MCP Runtime — k3s Deployment Runbook¶

Operational guide for deploying, re-deploying, and testing MCP Runtime on the four-node k3s cluster with public DNS and Let's Encrypt TLS. Complements the cluster-creation guide in k3s-on-prem-cluster.md.

Reference cluster¶

A four-node k3s cluster: one control-plane node and three workers (one of which has scheduling disabled). DNS wildcard *.mcpruntime.org points to the primary worker node. Node names and IPs are internal — check your KUBECONFIG or kubectl get nodes for the actual addresses.

Prerequisites¶

# Verify KUBECONFIG
export KUBECONFIG=/private/tmp/mcpruntime-k3s.yaml
kubectl get nodes

# Build the binary first (from repo root, on your workstation)
go build -o bin/mcp-runtime ./cmd/mcp-runtime

All setup commands below assume the repo root as the working directory and the KUBECONFIG export is in your shell.
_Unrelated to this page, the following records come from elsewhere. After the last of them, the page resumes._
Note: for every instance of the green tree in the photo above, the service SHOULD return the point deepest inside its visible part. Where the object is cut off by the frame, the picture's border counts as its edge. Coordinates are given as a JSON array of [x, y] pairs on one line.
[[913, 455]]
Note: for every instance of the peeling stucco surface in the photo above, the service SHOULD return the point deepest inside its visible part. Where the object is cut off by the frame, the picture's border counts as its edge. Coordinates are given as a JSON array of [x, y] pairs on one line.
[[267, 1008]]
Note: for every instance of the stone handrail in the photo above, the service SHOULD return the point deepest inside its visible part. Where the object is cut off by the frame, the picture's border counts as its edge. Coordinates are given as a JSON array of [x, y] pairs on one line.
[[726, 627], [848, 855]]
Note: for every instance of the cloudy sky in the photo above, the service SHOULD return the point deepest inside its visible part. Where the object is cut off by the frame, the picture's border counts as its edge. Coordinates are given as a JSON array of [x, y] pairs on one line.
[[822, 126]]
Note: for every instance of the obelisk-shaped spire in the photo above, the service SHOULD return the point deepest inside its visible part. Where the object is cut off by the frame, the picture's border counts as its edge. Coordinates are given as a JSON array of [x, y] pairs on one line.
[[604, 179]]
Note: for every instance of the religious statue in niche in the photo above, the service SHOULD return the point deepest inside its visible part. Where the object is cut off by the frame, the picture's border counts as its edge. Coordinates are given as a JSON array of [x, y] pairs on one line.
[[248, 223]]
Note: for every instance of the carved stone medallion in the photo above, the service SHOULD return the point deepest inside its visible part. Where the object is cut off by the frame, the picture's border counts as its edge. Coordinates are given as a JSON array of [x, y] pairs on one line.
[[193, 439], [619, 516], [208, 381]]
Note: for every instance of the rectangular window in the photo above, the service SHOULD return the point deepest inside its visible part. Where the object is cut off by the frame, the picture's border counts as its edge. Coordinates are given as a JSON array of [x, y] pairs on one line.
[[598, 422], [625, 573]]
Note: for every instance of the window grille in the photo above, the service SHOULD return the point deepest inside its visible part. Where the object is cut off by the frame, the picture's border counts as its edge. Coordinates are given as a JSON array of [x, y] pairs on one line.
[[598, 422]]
Required environment variables¶

Saved deployment profile (committed template + local override):

cp config/deployments/mcpruntime-org.env.example config/deployments/mcpruntime-org.env
# edit mcpruntime-org.env — see Environment variable reference below

config/deployments/mcpruntime-org.env is gitignored. The .example file is the team-shared template; your local .env holds workstation-specific paths.

The hack scripts under hack/deploy/mcpruntime-org/ source this file by default. Override the path with MCP_DEPLOY_ENV=/path/to/other.env. See hack/README.md for the full layout.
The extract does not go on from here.